PHOTO: Sander Ilvest

Amid the noise of the construction works going on, the green zone of the Tallinn Old City Harbour was yesterday enriched by a young ginkgo seemingly undisturbed by it all.  The story goes back for almost 70 long years. 

It was back during the WW2 days that a mighty and magnificent ginkgo is said to have beautified the harbour area here. To his sorrow, a German navy officer Theodor Claussen was forced to hew it down in 1943, to defend the harbour. A man interested in botany, he never really got over it and desired to return someday to plant another one.

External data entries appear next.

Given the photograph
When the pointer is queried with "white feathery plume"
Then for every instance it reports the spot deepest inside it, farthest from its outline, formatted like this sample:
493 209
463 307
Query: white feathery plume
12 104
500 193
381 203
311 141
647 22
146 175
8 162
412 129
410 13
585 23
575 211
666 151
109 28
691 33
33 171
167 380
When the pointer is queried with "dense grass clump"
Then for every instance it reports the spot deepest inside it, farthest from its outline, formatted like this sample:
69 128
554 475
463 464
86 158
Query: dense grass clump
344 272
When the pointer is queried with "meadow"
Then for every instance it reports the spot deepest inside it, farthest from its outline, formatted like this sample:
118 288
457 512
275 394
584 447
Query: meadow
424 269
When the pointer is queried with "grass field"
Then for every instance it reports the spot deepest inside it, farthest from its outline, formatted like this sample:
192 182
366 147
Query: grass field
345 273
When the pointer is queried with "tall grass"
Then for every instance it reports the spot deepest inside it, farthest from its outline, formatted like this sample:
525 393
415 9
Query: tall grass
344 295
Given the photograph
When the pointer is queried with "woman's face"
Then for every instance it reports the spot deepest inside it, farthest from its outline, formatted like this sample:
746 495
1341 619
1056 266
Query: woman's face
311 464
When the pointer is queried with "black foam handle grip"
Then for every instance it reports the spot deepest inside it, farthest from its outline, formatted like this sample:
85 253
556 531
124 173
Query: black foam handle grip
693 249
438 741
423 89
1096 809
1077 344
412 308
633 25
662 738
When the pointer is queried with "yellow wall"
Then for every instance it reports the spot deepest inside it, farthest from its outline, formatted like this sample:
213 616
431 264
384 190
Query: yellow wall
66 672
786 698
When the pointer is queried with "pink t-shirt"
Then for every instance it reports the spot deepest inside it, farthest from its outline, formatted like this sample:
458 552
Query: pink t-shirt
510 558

Alas, Theodor Claussen passed on before the USSR unravelled and never made it here.

Dirk Claussen wanted to do what was in Father’s heart. Meanwhile, his wife and son beat him with the project and planted one for Dirk’s birthday.   

Yesterday, the family gathered at the location to festively plant the three in honour of Estonia’s independence.  

With excitement, the family will be following the growth of the tree. According to German Ambassador Christoph Eichhorn participating in the ceremony, this is a sign of the strong Estonian-German friendship, as well as of peace – to be talked about in times to come.

Tellingly, such trees are known to grow to be nearly a thousand years old, and end up standing 35 metres tall.